At low levels, autophagy is a process that allows cells to adapt to stress and avoid cell death; however, at high levels and under some cellular circumstances, autophagy offers an alternative pathway to kill abnormal cells. We observed autophagy induction in A498 cells after heteronemin treatment, as evidenced by the upregulation of LC3-II protein. However, the addition of the autophagy inhibitor chloroquine increased heteronemin cytotoxicity in A498 cells, suggesting a potential avenue for an enhanced therapeutic activity. It has been reported that autophagy inhibitors given in combination with chemotherapy suppressed tumor growth and triggered cell death to a greater extent than did chemotherapy alone, both in vitro and in vivo [52]. These data indicate that the prosurvival autophagy is a novel therapeutic target. Moreover, several studies have shown that the JNK pathway also induces autophagy. JNK signaling was a key requirement for upregulation of LC3 during ceramide-induced autophagy in human nasopharyngeal carcinoma cells [26]. Bortezomib induced autophagy in head and neck squamous cell carcinoma cells via JNK activation [53]. We found that heteronemin induces the phosphorylation of JNK and the cotreatment with a JNK inhibitor increases heteronemin-induced cytotoxicity and apoptotic signaling in A498 cells at a level similar to that with chloroquine. The activation of JNK modulates autophagy through two distinct mechanisms. (i) It promotes the phosphorylation of Bcl-2/Bcl-xL resulting in the dissociation of the Beclin 1-Bcl-2/Bcl-xL complex, thereby stimulating autophagy [54]. (ii) JNK leads to the upregulation of damage-regulated autophagy modulator (DRAM). DRAM can stimulate the accumulation of autophagosomes by regulating the autophagosome-lysosome fusion to generate autolysosomes [55]. Therefore, the crosstalk between JNK activation and heteronemin-induced autophagy needs to be further investigated.

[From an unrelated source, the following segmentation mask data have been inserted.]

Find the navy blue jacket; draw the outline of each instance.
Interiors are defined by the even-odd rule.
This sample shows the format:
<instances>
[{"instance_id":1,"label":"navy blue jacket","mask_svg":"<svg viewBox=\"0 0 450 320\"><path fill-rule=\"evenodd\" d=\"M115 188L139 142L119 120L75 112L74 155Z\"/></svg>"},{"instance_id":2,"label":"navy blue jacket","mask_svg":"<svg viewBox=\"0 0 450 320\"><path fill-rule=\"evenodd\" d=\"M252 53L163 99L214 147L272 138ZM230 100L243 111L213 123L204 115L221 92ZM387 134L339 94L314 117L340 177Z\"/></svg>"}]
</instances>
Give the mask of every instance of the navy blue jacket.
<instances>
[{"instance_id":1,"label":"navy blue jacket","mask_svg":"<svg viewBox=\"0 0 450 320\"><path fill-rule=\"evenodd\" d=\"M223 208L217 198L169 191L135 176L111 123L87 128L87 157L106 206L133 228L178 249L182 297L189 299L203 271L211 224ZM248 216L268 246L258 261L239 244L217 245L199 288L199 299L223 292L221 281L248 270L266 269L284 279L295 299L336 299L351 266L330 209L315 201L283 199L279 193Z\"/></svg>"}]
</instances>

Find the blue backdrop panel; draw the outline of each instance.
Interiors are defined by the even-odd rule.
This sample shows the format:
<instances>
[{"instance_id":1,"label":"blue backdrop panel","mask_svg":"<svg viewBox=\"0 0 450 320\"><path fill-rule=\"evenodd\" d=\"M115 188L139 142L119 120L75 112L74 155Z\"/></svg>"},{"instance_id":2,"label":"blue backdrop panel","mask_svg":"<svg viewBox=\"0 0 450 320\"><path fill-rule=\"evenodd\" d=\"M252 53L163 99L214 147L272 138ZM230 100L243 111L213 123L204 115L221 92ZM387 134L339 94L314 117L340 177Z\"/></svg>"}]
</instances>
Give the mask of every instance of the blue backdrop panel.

Taken together, this study shows that heteronemin induces apoptosis and autophagy in human renal carcinoma A498 cells. Heteronemin inhibits the phosphorylation of ERK and AKT signaling pathway and increases the phosphorylation of p38 and JNK. The inhibition of p38, but not JNK, can reverse heteronemin-induced cytotoxicity and apoptotic signaling. Heteronemin also induces autophagy in A498 cells, and cotreatment with chloroquine or SP600125 inhibits autophagy and increases heteronemin-induced cytotoxicity and apoptotic signaling (Figure 8). Therefore, this investigation provides new insight into the role of heteronemin as a potential anticancer agent and suggests that the combination of heteronemin with autophagy inhibitors further enhances its therapeutic effects.

Conflict of Interests

The authors have declared that no conflict of interests exists.


This work was supported by a Research Grant from the National Science Council of Taiwan (NSC 99-2628-B-002-024-MY2).

Supplementary Materials

Supplementary Figure S1: Effects of heteronemin on cell cycle distribution in A498 cells. Cells were incubated with (A) DMSO or various concentrations of heteronemin for 24 h and (B) DMSO or 3 μM heteronemin for the indicated time periods. Cell cycle phase and cell apoptosis were determined by FACS as described in Materials and Methods.

Supplementary Figure S2: Effects of SB203580 on heteronemin-induced LC3 conversion in A498 cells. Cells were incubated with DMSO, heteronemin 3 μM, SB203580 25 μM and combination of heteronemin and SB203580 for 24 h and detected protein expression by western blotting. DMSO was used as the vehicle control (CTL).